Abstract
AIMS
The newly revived coronary bypass graft, the radial artery (RA), is more spastic than the internal mammary artery. Thromboxane A2 is a potent vasoconstrictor for arterial grafts. This study was therefore designed to determine whether the specific thromboxane A2 (TP) receptor antagonist, GR32191B, is effective in inhibition of prostanoid or nonprostanoid receptors in the RA.
METHODS
The effect of GR32191B was studied in human RA segments, taken from coronary bypass patients, in organ chambers. Two effects of GR32191B were tested: (1) the relaxation induced by GR32191B in the RA precontracted with the TP receptor agonists U46619 and PGF2alpha or nonprostanoid vasoconstrictors (noradrenaline [NA], angiotensin II [AII], and K+ ) and (2) the inhibitory effect of GR32191B on TP receptor agonists and nonprostanoid vasoconstrictors.
RESULTS
In U46619 (10 nm, n=7) and PGF2alpha (1 microm, n=7) precontracted RA, GR32191B induced 100% relaxation (10-100 microm ) but not after precontraction with nonprostanoid stimuli (5.8% for K+, 25 mm, n=6, 24.4% for NA, 3 microm, n=8, and 53.2% for AII, 3 nm, n=5) (P<0.001). Treatment with GR32191B (30 nm ) significantly depressed the contraction with U46619 (from 160.1+/-11.0% to 116.8+/-13.1%, P<0. 05) or PGF2alpha (from 91.3+/-12.3% to 42.2+/-9.2%, P<0.01).

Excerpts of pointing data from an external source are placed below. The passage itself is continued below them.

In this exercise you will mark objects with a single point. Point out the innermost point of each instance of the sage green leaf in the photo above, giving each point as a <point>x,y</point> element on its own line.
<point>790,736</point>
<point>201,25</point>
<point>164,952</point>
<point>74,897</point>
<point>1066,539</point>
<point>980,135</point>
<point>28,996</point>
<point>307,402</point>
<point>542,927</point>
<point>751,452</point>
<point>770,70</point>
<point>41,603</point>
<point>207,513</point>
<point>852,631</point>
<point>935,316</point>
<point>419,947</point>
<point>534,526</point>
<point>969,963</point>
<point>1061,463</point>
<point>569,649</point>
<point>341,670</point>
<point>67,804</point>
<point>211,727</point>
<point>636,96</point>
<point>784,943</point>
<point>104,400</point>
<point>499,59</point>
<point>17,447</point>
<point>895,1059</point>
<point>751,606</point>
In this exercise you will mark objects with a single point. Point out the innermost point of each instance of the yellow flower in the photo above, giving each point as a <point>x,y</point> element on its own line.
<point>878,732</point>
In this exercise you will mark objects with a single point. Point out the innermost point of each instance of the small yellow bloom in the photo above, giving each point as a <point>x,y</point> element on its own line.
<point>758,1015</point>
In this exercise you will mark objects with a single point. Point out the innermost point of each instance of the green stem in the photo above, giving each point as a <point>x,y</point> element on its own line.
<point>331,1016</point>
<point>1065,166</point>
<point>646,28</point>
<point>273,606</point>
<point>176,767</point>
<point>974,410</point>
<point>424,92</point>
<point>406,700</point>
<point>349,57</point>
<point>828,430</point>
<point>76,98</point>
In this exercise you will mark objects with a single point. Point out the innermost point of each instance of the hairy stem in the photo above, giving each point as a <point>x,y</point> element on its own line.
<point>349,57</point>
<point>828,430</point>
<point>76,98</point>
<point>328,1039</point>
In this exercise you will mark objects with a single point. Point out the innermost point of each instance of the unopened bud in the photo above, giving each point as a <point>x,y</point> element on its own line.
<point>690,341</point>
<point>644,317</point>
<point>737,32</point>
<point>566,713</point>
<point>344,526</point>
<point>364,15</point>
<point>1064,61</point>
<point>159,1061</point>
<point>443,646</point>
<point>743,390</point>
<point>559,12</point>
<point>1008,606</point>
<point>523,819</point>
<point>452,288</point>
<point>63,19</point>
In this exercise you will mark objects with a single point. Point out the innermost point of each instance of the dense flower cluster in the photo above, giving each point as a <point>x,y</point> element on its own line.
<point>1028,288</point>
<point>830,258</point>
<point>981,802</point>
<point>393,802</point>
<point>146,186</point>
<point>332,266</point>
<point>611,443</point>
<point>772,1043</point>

The contraction was further abolished by 3 microm GR32191B. However, GR32191B at 3 microm did not significantly inhibit the contraction induced by either NA, AII, or K+.
CONCLUSIONS
GR32191B is a highly potent and specific TP receptor antagonist for the human RA. It may be particularly useful in inhibiting TXA2-mediated vasoconstriction and therefore in reducing the complications related to vasospasm in this graft.